On 6/28/04 1:36 PM, Hallam-Baker, Phillip sent forth electrons to convey:
If it turns out that SPF adoption leads to significant network harm,
then it would be possible to tweak it or replace it with
something more effective, with narrower scope, in particular CSV.
This is a valuable discussion.
<>
Caller-Id required a single packet in each direction for the vas[t]
majority of mail interactions.
<snip>
Please watch your tone.
That's incorrect. Please read the earlier post to this thread at
http://www.imc.org/ietf-mxcomp/mail-archive/msg02198.html
as it argues that this is not the case.
I don't see you addressing the concerns Doug raised.

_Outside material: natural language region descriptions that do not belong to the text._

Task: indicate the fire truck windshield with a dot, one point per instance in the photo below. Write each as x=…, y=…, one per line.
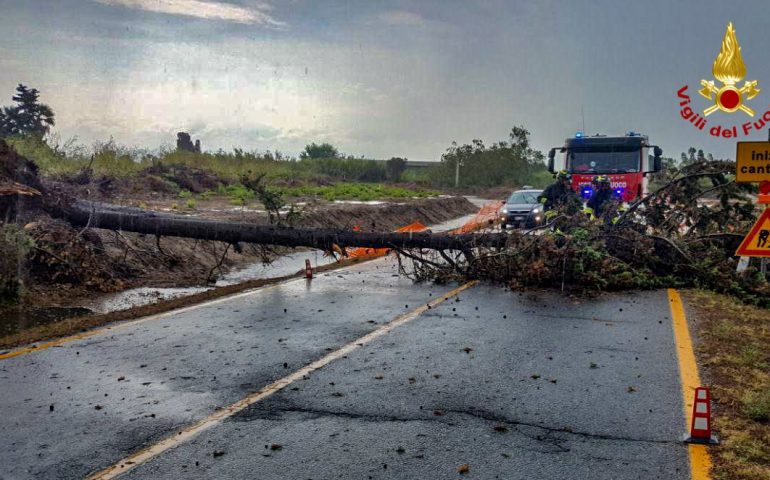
x=605, y=161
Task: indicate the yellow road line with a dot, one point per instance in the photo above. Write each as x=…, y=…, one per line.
x=217, y=417
x=700, y=459
x=130, y=323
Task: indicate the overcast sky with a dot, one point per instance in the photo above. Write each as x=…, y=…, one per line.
x=375, y=78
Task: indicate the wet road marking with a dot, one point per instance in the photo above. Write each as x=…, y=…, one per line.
x=130, y=323
x=700, y=459
x=217, y=417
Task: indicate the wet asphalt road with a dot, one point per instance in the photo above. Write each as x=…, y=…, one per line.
x=520, y=386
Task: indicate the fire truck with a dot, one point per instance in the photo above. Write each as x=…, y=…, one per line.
x=625, y=160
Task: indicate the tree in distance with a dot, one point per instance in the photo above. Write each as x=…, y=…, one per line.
x=28, y=116
x=323, y=150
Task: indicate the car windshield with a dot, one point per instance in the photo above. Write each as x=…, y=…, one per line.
x=523, y=197
x=605, y=161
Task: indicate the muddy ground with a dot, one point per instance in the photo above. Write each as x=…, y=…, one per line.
x=70, y=267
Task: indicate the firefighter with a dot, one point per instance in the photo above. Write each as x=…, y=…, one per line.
x=602, y=198
x=558, y=194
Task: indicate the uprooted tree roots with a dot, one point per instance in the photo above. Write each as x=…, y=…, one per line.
x=682, y=234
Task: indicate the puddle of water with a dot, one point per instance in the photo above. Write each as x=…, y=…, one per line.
x=281, y=266
x=22, y=319
x=137, y=297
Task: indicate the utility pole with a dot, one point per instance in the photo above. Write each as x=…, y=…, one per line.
x=457, y=173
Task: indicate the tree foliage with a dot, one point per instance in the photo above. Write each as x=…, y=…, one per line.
x=28, y=116
x=508, y=162
x=394, y=168
x=323, y=150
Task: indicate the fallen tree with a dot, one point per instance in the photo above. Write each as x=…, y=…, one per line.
x=98, y=215
x=682, y=234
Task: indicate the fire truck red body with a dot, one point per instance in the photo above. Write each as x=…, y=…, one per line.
x=625, y=160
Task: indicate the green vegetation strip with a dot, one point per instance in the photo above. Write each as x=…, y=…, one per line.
x=733, y=348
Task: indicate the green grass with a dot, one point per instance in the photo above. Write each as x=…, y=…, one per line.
x=355, y=191
x=732, y=350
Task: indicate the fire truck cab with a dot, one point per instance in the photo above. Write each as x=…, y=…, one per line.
x=625, y=160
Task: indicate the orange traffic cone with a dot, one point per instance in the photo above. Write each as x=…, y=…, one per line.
x=700, y=427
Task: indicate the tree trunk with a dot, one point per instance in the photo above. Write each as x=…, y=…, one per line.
x=95, y=215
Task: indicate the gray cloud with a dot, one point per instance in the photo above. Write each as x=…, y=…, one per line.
x=203, y=9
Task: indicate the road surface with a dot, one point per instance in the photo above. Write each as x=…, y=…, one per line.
x=511, y=385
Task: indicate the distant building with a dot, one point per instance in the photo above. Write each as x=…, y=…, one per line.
x=184, y=143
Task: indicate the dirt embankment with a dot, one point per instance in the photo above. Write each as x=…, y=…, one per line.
x=67, y=263
x=46, y=262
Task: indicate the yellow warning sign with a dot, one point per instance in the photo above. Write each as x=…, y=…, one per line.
x=757, y=242
x=752, y=162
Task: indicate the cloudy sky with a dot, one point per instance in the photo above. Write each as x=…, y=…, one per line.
x=381, y=79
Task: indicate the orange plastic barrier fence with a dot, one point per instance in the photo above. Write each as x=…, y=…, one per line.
x=380, y=252
x=486, y=217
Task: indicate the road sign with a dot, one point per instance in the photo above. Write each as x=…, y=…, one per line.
x=757, y=242
x=752, y=162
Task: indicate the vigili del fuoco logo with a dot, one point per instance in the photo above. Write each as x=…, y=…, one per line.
x=724, y=94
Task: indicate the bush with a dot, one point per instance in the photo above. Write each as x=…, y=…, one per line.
x=15, y=245
x=757, y=405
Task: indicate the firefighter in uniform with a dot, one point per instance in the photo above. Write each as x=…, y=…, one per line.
x=558, y=194
x=602, y=199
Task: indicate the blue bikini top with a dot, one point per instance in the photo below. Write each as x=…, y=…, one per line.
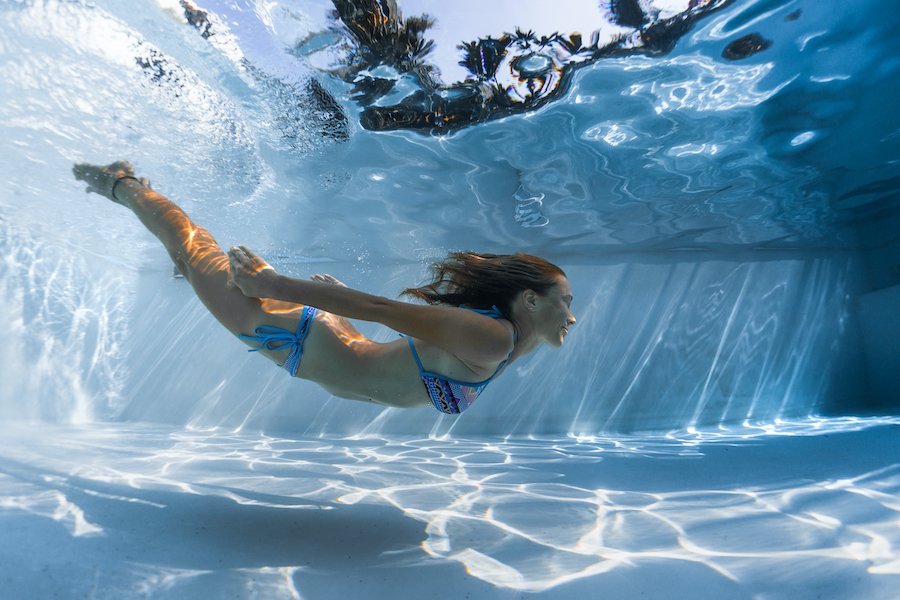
x=450, y=395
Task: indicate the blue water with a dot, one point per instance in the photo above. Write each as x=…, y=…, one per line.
x=729, y=228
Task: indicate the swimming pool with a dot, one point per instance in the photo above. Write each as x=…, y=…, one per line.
x=718, y=422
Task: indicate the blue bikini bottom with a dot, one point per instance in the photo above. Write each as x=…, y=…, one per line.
x=276, y=338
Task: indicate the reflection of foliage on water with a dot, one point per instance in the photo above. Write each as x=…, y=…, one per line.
x=512, y=73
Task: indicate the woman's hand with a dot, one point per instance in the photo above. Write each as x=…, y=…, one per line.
x=250, y=273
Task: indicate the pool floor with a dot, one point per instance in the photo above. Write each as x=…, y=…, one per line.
x=134, y=511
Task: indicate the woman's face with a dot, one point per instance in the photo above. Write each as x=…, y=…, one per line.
x=554, y=313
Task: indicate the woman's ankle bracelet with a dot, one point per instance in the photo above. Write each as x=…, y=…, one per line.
x=120, y=179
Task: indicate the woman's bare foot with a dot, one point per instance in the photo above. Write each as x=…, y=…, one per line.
x=102, y=178
x=326, y=278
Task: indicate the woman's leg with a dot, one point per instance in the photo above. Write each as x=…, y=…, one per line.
x=193, y=250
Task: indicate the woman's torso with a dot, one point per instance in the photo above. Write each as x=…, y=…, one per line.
x=386, y=373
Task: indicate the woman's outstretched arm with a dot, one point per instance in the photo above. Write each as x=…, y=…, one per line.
x=468, y=335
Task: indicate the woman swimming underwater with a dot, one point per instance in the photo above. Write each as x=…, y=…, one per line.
x=483, y=311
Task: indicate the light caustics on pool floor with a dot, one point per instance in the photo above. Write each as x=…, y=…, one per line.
x=742, y=511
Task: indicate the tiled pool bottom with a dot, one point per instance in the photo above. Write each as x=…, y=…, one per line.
x=807, y=510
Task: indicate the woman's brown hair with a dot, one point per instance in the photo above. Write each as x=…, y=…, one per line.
x=485, y=280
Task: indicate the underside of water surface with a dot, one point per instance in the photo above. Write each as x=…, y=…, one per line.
x=719, y=180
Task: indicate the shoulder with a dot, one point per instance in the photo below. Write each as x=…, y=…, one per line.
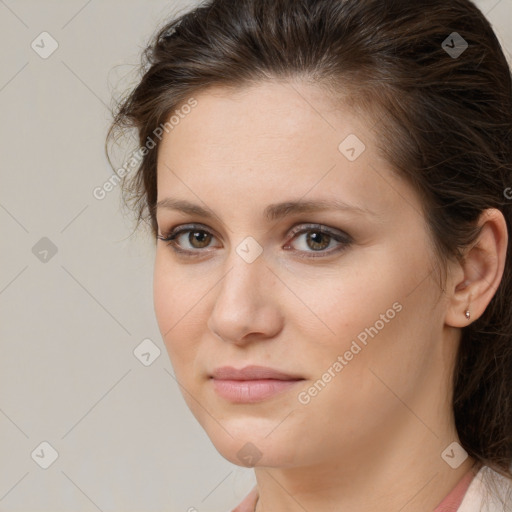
x=249, y=502
x=489, y=491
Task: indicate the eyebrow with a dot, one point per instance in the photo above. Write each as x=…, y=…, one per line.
x=272, y=212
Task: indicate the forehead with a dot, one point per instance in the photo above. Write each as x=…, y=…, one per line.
x=267, y=141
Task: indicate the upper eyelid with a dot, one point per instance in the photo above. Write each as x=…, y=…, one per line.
x=295, y=230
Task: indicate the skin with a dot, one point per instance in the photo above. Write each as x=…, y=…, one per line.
x=372, y=438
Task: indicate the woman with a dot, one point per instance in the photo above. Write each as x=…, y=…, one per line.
x=327, y=182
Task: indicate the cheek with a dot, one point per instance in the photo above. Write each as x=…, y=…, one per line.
x=177, y=305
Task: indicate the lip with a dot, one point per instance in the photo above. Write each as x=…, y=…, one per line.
x=252, y=383
x=252, y=372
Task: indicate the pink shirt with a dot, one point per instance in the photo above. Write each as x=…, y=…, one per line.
x=450, y=503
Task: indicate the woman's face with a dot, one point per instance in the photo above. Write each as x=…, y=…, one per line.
x=344, y=300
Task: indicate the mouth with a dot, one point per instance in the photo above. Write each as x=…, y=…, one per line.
x=252, y=383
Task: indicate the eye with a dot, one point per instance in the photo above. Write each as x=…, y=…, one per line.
x=197, y=238
x=318, y=238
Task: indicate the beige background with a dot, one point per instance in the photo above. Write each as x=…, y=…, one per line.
x=70, y=324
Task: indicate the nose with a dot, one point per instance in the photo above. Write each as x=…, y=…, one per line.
x=246, y=306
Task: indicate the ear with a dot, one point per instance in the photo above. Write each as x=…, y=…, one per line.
x=473, y=284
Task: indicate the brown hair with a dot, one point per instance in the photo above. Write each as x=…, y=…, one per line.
x=444, y=122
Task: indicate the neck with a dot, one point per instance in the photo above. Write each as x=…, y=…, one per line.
x=400, y=469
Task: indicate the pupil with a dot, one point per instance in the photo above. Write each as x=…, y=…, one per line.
x=315, y=237
x=201, y=235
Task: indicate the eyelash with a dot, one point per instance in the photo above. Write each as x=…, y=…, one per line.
x=343, y=239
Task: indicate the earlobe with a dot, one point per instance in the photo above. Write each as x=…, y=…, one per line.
x=482, y=268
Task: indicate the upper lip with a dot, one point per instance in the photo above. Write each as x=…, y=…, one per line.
x=252, y=372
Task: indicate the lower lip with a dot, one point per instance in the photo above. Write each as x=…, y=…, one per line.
x=248, y=391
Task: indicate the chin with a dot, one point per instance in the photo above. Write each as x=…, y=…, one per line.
x=246, y=442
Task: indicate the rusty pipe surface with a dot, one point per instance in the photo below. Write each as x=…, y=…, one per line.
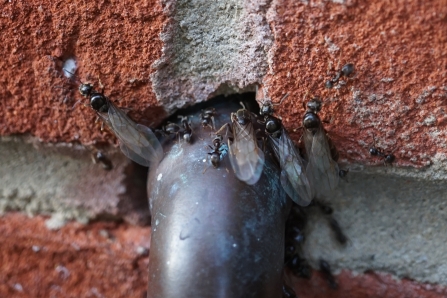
x=213, y=235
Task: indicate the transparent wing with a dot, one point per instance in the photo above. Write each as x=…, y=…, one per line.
x=293, y=172
x=137, y=141
x=247, y=159
x=321, y=169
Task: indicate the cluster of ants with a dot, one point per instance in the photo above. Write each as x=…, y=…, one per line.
x=140, y=144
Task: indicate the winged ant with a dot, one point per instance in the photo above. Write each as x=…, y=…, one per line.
x=246, y=158
x=137, y=141
x=293, y=174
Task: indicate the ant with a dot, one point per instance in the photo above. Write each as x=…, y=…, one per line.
x=187, y=130
x=101, y=158
x=218, y=152
x=345, y=71
x=325, y=268
x=388, y=158
x=207, y=117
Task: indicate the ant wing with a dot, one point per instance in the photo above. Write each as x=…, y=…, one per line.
x=137, y=141
x=247, y=159
x=293, y=172
x=321, y=169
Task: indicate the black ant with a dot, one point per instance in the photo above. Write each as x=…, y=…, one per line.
x=388, y=158
x=345, y=71
x=325, y=268
x=169, y=129
x=101, y=158
x=218, y=152
x=187, y=130
x=207, y=117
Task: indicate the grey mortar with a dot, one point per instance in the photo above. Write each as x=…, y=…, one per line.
x=396, y=222
x=211, y=48
x=62, y=181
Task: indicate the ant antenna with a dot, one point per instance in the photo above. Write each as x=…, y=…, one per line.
x=73, y=76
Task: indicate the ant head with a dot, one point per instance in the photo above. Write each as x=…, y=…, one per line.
x=86, y=89
x=266, y=108
x=347, y=69
x=314, y=105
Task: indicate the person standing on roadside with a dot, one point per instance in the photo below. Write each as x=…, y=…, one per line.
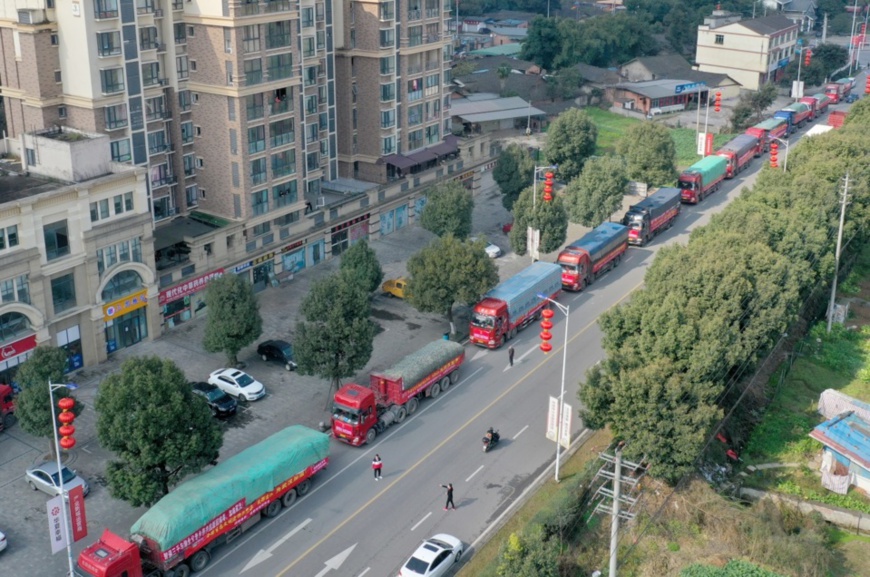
x=376, y=467
x=449, y=504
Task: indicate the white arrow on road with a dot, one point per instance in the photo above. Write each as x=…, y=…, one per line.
x=336, y=561
x=264, y=554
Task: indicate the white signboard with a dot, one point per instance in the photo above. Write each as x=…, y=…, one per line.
x=553, y=419
x=55, y=525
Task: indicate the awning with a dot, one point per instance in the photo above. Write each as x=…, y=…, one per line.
x=399, y=161
x=449, y=146
x=423, y=156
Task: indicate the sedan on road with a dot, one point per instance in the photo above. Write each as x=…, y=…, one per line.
x=277, y=350
x=44, y=478
x=238, y=384
x=434, y=557
x=220, y=403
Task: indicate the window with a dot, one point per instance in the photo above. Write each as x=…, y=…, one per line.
x=63, y=293
x=56, y=236
x=285, y=194
x=8, y=237
x=15, y=290
x=109, y=43
x=260, y=202
x=112, y=80
x=120, y=150
x=256, y=139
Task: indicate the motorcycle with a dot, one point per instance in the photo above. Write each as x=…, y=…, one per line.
x=490, y=440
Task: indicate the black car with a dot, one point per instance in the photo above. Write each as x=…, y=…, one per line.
x=220, y=403
x=277, y=350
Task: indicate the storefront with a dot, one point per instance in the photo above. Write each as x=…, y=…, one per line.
x=186, y=301
x=126, y=321
x=344, y=235
x=12, y=355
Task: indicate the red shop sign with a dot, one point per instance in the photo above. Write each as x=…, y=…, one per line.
x=17, y=348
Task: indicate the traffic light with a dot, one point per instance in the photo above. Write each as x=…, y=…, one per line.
x=546, y=325
x=548, y=187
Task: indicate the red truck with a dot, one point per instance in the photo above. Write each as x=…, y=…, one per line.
x=652, y=215
x=359, y=414
x=702, y=178
x=592, y=255
x=178, y=533
x=769, y=129
x=513, y=304
x=739, y=152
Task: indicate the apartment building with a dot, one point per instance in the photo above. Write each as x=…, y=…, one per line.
x=752, y=52
x=76, y=251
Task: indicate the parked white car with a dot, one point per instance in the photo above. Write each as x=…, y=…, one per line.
x=434, y=557
x=238, y=384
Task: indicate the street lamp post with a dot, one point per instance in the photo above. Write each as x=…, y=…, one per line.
x=566, y=310
x=63, y=494
x=781, y=141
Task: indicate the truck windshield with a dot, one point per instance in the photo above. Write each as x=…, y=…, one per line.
x=482, y=321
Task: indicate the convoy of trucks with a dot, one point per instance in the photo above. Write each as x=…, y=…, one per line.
x=652, y=215
x=513, y=304
x=178, y=533
x=702, y=178
x=360, y=413
x=592, y=255
x=739, y=153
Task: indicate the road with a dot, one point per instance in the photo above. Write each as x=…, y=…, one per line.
x=350, y=525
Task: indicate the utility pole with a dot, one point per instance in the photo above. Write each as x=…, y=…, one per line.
x=843, y=203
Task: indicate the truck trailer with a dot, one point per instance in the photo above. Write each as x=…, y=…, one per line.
x=359, y=414
x=702, y=178
x=739, y=152
x=652, y=215
x=178, y=533
x=513, y=304
x=595, y=253
x=768, y=130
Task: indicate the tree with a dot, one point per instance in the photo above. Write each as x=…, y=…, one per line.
x=550, y=218
x=45, y=365
x=448, y=210
x=336, y=338
x=233, y=316
x=360, y=263
x=513, y=172
x=598, y=192
x=158, y=430
x=449, y=271
x=650, y=154
x=570, y=141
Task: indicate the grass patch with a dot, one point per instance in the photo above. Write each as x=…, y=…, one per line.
x=611, y=128
x=484, y=561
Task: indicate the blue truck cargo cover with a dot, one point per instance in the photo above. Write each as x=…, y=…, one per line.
x=245, y=476
x=520, y=291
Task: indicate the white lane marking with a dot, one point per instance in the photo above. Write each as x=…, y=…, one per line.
x=474, y=473
x=420, y=522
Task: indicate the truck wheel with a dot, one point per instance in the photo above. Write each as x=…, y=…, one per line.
x=303, y=487
x=288, y=498
x=272, y=509
x=200, y=560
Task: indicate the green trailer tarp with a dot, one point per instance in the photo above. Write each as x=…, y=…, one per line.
x=416, y=366
x=245, y=476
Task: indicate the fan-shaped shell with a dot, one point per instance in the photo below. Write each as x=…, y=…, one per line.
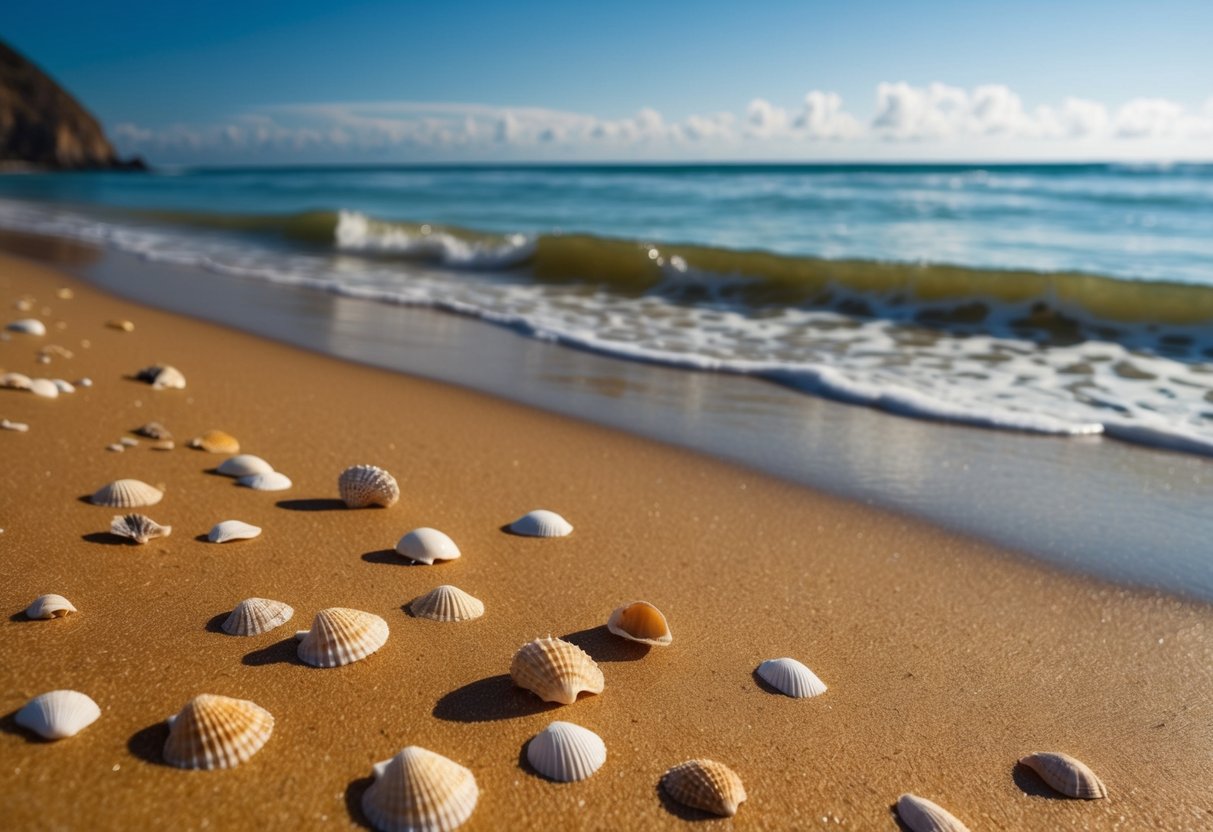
x=49, y=607
x=541, y=523
x=921, y=815
x=126, y=494
x=341, y=636
x=556, y=671
x=1066, y=775
x=707, y=785
x=641, y=621
x=792, y=678
x=254, y=616
x=420, y=791
x=446, y=603
x=426, y=546
x=216, y=733
x=58, y=713
x=138, y=528
x=567, y=752
x=363, y=485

Perhaps you were arguing that all mail servers should rely on local
caching DNS servers that will cache all the word's active LMAP records.
If that's the case, then *perhaps* that does present a strong DDoS
defense. Please confirm/flesh out. Does it work in the face of
malicious macro SPF records?
BTW, I wonder if it would make sense to specify that caching DNS servers
MAY cache LMAP records for x hours, even if they have a short TTL.
This would reduce DDoS exposure. At what cost, and what's a good x?
Without this, it's appropriate to assume that the attackers will publish
LMAP records with TTLs ~= 0.
MARID provides additional motivation for DDoS against the DNS.